Yesterday, Amazon posted it’s third quarter earnings statement. The $13.81 billion in revenues fell short of covering the company’s expenses for the quarter, costing shareholders $0.60 per share.
Net loss was $274 million in the third quarter, or $0.60 per diluted share, compared with net income of $63 million, or $0.14 per diluted share, in third quarter 2011.
The third quarter 2012 includes a loss of $169 million, or $0.37 per diluted share, related to our equity-method share of the losses reported by LivingSocial, primarily attributable to its impairment charge of certain assets, including goodwill.

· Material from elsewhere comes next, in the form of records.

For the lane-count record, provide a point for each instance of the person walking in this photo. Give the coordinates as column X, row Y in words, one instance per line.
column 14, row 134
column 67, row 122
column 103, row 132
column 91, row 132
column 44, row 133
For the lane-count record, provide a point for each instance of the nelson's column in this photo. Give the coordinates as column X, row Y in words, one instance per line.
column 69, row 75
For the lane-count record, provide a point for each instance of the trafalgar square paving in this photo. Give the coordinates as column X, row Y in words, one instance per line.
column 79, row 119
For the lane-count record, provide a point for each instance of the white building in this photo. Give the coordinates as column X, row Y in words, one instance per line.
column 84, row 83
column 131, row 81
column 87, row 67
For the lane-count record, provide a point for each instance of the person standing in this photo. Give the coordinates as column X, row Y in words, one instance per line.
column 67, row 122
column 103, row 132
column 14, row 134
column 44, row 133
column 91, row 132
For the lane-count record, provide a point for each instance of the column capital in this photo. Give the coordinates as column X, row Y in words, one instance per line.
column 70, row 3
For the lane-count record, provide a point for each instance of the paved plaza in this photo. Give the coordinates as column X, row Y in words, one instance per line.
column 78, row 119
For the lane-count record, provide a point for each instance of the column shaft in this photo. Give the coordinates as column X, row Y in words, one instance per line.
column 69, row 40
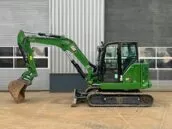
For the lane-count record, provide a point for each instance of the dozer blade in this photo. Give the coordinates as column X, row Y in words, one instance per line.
column 17, row 90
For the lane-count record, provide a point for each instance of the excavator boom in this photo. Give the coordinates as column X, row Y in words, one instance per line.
column 17, row 87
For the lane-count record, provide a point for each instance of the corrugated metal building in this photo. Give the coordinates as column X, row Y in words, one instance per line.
column 87, row 22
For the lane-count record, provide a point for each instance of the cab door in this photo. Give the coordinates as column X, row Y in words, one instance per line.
column 111, row 60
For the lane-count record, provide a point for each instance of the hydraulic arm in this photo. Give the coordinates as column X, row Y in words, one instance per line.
column 67, row 45
column 17, row 87
column 116, row 79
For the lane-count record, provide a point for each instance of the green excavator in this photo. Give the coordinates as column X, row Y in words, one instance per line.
column 116, row 80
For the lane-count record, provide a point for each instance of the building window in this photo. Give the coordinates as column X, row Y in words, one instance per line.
column 10, row 57
column 159, row 60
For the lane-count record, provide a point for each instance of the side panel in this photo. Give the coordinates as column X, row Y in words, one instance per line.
column 132, row 79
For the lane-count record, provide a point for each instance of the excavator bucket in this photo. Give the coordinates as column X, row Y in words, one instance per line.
column 17, row 90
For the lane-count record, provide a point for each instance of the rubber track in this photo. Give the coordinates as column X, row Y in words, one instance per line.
column 123, row 99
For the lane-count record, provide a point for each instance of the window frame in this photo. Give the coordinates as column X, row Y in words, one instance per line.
column 156, row 58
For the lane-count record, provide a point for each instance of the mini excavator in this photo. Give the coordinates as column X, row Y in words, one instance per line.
column 115, row 81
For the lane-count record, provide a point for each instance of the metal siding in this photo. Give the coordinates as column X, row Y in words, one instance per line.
column 83, row 22
column 32, row 15
column 29, row 15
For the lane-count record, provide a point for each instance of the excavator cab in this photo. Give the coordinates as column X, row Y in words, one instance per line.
column 115, row 58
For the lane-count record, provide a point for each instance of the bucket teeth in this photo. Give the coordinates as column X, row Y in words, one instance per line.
column 17, row 90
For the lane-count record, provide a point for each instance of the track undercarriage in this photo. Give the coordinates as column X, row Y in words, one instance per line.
column 97, row 98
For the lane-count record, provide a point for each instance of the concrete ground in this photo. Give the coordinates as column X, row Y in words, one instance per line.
column 44, row 110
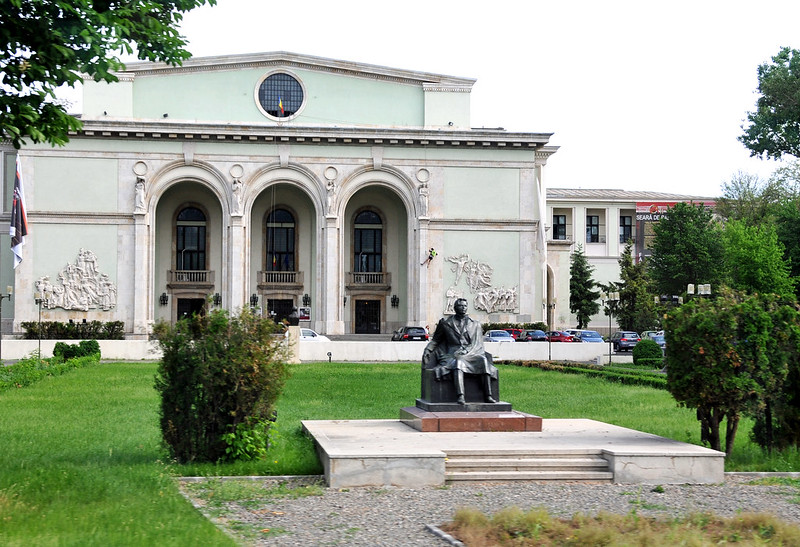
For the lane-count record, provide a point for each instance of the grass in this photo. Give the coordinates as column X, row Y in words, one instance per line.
column 512, row 526
column 80, row 465
column 81, row 455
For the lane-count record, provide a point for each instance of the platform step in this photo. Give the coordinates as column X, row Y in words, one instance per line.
column 503, row 476
column 510, row 466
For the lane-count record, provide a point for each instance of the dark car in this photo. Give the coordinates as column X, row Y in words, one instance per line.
column 409, row 333
column 558, row 336
column 624, row 340
column 533, row 336
column 516, row 333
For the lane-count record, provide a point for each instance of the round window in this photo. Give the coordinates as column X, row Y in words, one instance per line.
column 280, row 96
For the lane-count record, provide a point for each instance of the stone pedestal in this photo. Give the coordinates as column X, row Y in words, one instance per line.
column 466, row 420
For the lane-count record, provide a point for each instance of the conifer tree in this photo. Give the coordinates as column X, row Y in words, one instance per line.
column 582, row 294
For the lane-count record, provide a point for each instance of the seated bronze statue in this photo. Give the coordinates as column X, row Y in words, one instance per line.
column 456, row 349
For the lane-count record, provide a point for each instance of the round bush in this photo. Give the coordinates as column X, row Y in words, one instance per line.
column 646, row 349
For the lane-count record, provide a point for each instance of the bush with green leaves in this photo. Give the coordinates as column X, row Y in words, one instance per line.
column 219, row 378
column 648, row 353
column 65, row 352
column 58, row 330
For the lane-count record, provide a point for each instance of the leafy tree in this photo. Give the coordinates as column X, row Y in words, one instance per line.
column 582, row 294
column 774, row 128
column 219, row 379
column 751, row 199
column 50, row 43
column 636, row 310
column 686, row 249
column 754, row 259
column 727, row 357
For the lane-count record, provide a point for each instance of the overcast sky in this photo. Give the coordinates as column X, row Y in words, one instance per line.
column 638, row 95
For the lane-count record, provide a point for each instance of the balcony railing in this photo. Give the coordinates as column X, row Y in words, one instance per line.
column 369, row 280
column 280, row 278
column 190, row 277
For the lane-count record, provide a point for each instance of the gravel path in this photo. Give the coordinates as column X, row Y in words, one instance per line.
column 398, row 517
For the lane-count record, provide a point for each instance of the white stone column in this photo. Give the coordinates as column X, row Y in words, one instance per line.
column 329, row 262
column 143, row 297
column 238, row 280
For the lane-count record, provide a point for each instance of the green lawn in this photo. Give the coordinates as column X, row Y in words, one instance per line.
column 80, row 459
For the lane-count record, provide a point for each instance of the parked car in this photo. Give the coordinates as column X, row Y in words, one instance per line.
column 624, row 340
column 533, row 336
column 498, row 336
column 404, row 334
column 660, row 340
column 589, row 336
column 558, row 336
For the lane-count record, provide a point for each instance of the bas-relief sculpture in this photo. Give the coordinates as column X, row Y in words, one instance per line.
column 478, row 278
column 80, row 286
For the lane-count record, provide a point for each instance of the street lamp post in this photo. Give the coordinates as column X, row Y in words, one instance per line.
column 9, row 291
column 609, row 300
column 39, row 298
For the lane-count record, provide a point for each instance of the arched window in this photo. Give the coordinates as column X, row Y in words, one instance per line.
column 280, row 241
column 368, row 242
column 190, row 234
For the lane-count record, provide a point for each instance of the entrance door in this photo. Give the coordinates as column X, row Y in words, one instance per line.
column 282, row 307
column 189, row 306
column 368, row 317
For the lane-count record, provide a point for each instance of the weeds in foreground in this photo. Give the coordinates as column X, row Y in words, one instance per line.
column 513, row 526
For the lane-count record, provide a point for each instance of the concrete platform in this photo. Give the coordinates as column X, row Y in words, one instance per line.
column 390, row 453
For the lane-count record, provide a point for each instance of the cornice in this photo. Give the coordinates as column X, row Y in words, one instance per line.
column 298, row 61
column 187, row 131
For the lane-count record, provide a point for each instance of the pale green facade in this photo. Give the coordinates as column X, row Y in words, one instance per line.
column 374, row 158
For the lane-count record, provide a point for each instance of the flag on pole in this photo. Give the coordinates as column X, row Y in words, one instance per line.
column 19, row 221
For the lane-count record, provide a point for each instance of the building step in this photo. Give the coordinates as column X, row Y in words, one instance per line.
column 496, row 466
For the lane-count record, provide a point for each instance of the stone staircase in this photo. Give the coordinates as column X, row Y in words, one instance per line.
column 499, row 466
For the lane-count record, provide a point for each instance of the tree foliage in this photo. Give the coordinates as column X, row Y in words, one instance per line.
column 50, row 43
column 730, row 356
column 219, row 379
column 582, row 288
column 774, row 128
column 636, row 310
column 754, row 259
column 687, row 248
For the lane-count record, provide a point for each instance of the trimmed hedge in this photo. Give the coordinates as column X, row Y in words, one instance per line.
column 28, row 371
column 56, row 330
column 632, row 378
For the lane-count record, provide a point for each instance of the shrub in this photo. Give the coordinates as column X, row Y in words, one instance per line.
column 57, row 330
column 65, row 352
column 648, row 352
column 219, row 378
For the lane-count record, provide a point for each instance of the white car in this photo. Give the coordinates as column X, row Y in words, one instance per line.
column 308, row 335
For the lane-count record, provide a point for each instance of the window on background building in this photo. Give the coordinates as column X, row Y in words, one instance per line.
column 559, row 226
column 190, row 233
column 592, row 229
column 368, row 243
column 625, row 229
column 280, row 241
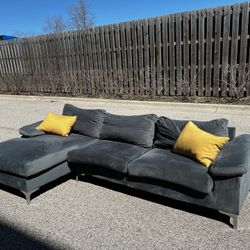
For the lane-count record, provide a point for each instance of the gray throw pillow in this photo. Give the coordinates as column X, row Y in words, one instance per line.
column 168, row 130
column 89, row 121
column 137, row 129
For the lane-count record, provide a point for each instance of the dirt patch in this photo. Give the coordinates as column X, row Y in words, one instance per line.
column 182, row 99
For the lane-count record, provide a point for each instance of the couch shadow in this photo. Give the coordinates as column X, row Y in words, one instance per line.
column 40, row 191
column 180, row 205
column 12, row 238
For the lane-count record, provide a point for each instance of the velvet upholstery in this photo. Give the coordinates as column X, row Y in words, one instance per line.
column 168, row 130
column 136, row 129
column 30, row 130
column 29, row 156
column 234, row 159
column 107, row 154
column 163, row 165
column 37, row 181
column 89, row 121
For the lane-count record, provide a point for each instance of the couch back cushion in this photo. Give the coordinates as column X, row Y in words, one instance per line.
column 89, row 121
column 137, row 129
column 168, row 130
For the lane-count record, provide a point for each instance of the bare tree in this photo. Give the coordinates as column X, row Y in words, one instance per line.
column 237, row 79
column 54, row 24
column 80, row 16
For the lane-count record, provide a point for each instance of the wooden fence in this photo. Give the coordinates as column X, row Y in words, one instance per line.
column 199, row 53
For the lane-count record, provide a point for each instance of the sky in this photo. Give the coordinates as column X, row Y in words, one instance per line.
column 28, row 16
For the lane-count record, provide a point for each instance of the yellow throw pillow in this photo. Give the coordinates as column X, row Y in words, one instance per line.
column 57, row 124
column 198, row 144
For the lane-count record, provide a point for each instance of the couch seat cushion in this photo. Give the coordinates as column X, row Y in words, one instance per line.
column 163, row 165
column 107, row 154
column 29, row 156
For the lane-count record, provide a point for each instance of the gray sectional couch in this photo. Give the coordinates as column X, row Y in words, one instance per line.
column 135, row 151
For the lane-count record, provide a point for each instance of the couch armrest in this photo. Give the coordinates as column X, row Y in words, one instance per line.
column 30, row 130
column 234, row 159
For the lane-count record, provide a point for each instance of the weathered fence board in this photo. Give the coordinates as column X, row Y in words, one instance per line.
column 203, row 53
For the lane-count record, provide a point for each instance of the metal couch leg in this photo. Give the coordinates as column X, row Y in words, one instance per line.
column 28, row 194
column 234, row 218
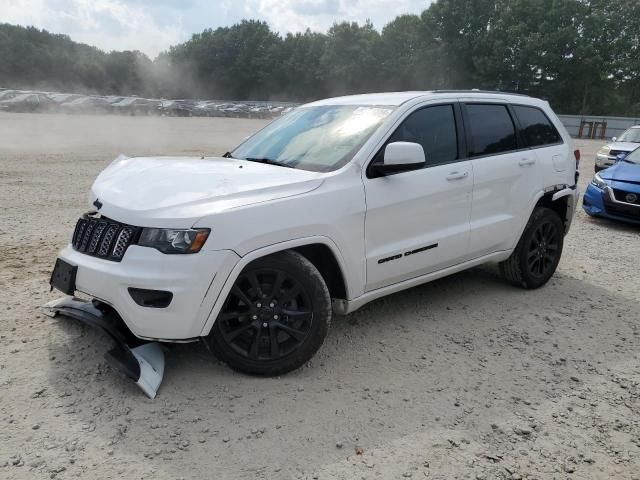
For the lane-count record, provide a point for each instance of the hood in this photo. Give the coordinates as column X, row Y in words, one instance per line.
column 177, row 191
column 623, row 146
column 622, row 172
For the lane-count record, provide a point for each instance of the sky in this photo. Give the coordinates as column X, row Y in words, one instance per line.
column 151, row 26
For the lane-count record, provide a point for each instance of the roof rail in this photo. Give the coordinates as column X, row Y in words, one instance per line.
column 476, row 90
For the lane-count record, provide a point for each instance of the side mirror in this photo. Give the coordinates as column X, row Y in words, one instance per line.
column 401, row 157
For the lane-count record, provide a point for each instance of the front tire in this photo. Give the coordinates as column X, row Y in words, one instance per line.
column 538, row 252
column 275, row 318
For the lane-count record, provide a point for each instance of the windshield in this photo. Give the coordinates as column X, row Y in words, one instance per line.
column 631, row 135
column 319, row 139
column 633, row 157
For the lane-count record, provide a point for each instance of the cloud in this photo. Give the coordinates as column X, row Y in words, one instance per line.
column 151, row 26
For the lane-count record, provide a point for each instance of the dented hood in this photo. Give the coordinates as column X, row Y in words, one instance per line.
column 177, row 191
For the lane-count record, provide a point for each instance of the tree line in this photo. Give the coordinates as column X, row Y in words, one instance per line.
column 581, row 55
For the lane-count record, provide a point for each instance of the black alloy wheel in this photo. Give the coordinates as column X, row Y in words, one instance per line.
column 543, row 250
column 536, row 257
column 275, row 317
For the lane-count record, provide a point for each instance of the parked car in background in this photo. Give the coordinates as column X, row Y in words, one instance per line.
column 135, row 106
column 26, row 102
column 87, row 105
column 329, row 207
column 615, row 192
column 625, row 143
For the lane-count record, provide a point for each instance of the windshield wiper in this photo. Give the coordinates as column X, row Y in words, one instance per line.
column 268, row 161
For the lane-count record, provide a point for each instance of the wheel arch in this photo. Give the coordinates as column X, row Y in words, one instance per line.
column 319, row 250
column 563, row 205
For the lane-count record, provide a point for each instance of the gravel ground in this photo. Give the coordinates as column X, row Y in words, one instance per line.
column 465, row 377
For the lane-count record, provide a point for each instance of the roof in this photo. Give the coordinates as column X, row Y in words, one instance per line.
column 398, row 98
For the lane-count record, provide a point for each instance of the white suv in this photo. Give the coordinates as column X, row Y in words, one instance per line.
column 334, row 204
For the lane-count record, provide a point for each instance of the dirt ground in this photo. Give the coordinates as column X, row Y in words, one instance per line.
column 462, row 378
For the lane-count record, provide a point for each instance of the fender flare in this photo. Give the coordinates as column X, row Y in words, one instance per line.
column 262, row 252
column 555, row 192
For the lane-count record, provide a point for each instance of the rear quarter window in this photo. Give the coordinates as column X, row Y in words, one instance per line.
column 535, row 127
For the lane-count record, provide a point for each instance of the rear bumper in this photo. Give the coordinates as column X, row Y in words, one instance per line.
column 193, row 280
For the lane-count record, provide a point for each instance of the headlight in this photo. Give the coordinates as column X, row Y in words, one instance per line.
column 174, row 241
column 598, row 182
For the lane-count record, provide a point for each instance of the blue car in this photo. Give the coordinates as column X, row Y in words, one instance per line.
column 615, row 192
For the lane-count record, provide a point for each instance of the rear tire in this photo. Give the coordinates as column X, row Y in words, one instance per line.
column 538, row 252
column 275, row 318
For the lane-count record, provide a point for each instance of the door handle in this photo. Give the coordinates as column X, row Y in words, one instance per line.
column 457, row 175
column 526, row 161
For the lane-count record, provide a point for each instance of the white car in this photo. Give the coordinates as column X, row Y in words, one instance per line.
column 331, row 206
column 625, row 143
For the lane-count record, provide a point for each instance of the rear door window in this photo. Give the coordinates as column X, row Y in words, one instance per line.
column 492, row 129
column 535, row 127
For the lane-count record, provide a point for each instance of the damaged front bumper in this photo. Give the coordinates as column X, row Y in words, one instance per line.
column 141, row 362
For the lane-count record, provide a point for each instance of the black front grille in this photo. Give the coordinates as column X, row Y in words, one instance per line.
column 104, row 238
column 631, row 212
column 623, row 196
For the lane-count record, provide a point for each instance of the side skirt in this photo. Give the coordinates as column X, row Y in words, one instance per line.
column 344, row 307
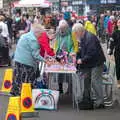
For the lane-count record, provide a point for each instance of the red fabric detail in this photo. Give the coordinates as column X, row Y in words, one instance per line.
column 43, row 41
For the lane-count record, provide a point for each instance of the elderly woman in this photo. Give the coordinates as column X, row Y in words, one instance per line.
column 63, row 42
column 90, row 60
column 27, row 55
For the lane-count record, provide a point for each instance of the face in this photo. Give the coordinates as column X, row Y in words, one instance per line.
column 118, row 23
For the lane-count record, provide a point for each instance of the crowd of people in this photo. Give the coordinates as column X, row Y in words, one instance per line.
column 78, row 37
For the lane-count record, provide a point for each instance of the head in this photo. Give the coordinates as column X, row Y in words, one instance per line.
column 118, row 23
column 112, row 18
column 63, row 25
column 2, row 18
column 23, row 17
column 37, row 29
column 79, row 30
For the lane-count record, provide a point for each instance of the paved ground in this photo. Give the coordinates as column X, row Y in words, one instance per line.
column 65, row 111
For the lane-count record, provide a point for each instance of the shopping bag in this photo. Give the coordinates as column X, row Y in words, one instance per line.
column 45, row 99
column 41, row 82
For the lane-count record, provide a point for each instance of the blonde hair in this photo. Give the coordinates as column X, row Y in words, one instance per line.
column 78, row 27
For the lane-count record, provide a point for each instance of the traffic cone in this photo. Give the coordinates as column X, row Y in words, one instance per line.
column 7, row 82
column 27, row 109
column 13, row 112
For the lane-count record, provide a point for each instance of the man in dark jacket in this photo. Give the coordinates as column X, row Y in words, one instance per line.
column 90, row 60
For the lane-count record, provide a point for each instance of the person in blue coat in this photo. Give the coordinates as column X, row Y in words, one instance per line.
column 26, row 58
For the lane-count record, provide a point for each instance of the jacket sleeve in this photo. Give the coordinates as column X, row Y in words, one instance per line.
column 35, row 50
column 44, row 42
column 91, row 49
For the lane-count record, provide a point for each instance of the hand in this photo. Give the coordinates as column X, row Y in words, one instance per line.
column 79, row 61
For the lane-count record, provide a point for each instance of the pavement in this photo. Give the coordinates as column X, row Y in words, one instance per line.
column 65, row 110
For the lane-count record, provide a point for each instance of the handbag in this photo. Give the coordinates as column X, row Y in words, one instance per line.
column 45, row 99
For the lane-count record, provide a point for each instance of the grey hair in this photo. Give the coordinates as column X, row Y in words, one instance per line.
column 78, row 27
column 63, row 23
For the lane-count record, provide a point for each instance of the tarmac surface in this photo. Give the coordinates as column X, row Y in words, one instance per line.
column 65, row 110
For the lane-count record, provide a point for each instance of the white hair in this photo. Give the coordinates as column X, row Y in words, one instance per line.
column 78, row 27
column 63, row 23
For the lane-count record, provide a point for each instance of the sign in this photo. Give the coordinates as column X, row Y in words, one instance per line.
column 7, row 84
column 27, row 102
column 1, row 4
column 11, row 117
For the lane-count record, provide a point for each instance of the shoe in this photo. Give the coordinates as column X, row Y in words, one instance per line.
column 101, row 106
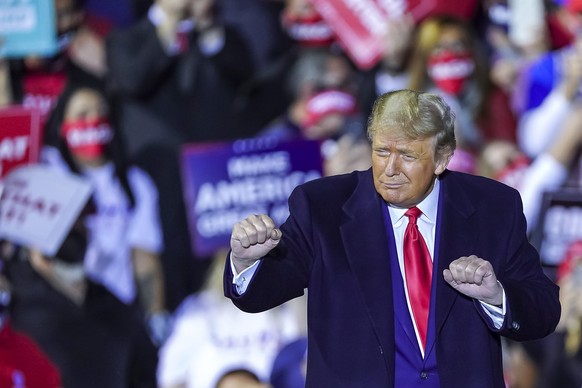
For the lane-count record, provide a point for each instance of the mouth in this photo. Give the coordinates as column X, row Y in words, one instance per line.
column 392, row 185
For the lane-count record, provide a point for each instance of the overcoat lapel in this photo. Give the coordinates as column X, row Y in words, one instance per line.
column 364, row 237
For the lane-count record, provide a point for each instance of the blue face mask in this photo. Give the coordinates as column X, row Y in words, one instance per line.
column 5, row 297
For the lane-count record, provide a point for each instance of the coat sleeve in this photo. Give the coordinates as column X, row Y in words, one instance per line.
column 284, row 273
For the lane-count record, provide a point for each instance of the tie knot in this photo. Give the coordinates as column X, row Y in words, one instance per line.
column 413, row 213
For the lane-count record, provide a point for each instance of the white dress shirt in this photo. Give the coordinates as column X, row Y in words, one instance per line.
column 427, row 227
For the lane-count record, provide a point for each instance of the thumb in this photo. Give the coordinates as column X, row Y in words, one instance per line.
column 276, row 235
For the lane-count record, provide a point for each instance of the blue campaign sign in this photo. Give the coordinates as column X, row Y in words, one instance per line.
column 226, row 182
column 27, row 27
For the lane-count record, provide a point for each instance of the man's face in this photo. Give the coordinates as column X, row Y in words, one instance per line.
column 404, row 170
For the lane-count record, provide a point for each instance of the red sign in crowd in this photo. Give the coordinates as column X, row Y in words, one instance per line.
column 360, row 25
column 20, row 137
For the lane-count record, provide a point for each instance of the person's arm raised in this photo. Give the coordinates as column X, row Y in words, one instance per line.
column 251, row 239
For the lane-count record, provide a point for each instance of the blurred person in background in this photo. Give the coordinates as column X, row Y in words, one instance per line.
column 563, row 366
column 175, row 74
column 556, row 167
column 324, row 107
column 211, row 338
column 124, row 233
column 92, row 338
column 551, row 88
column 448, row 59
column 22, row 362
column 36, row 82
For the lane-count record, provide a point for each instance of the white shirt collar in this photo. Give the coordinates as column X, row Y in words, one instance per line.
column 428, row 206
column 156, row 15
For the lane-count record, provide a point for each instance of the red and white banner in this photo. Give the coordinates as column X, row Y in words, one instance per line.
column 39, row 204
column 20, row 137
column 360, row 25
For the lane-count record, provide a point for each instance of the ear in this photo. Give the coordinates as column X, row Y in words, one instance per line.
column 442, row 163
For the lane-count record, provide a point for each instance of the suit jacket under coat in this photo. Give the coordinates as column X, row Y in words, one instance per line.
column 335, row 243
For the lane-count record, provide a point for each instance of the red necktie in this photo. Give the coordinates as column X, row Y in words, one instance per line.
column 418, row 268
column 182, row 41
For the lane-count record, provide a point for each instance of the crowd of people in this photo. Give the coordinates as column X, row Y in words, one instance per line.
column 126, row 301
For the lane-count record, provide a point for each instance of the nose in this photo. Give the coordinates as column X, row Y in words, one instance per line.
column 392, row 166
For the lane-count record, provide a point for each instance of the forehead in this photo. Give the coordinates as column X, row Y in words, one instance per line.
column 394, row 137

Amazon invested $175 million in the coupon service in 2010, which means it has since lost 95 percent of its value, according to Bloomberg.
LivingSocial CEO Tim O’Shaughnessy released a memo following Amazon’s quarterly statement to clarify that the losses reported by the company were not cash losses.
“In layman’s terms, we took a charge of around $496 million because we had to revalue some of the companies we acquired last year,” O’Shaughnessy wrote.
“As you know, the market has also dropped over that same time for similar public tech companies. Those changes in valuation showed up as an ‘impairment’ in our financial statements, but they do not affect the day-in, day-out operations of the business. When you look at our financial position, the story is very different,” O’Shaughnessy continued.
“For the third quarter of 2012, our global revenue nearly doubled on a year-over-year basis. More important, for the first time since 2009, we had positive operating cash flow for our company on a global basis in the month of September. In other words, we ended the last month of the quarter with more money in the bank than we had at the beginning of the month, marking an important milestone on our path to profitability and long-term success.”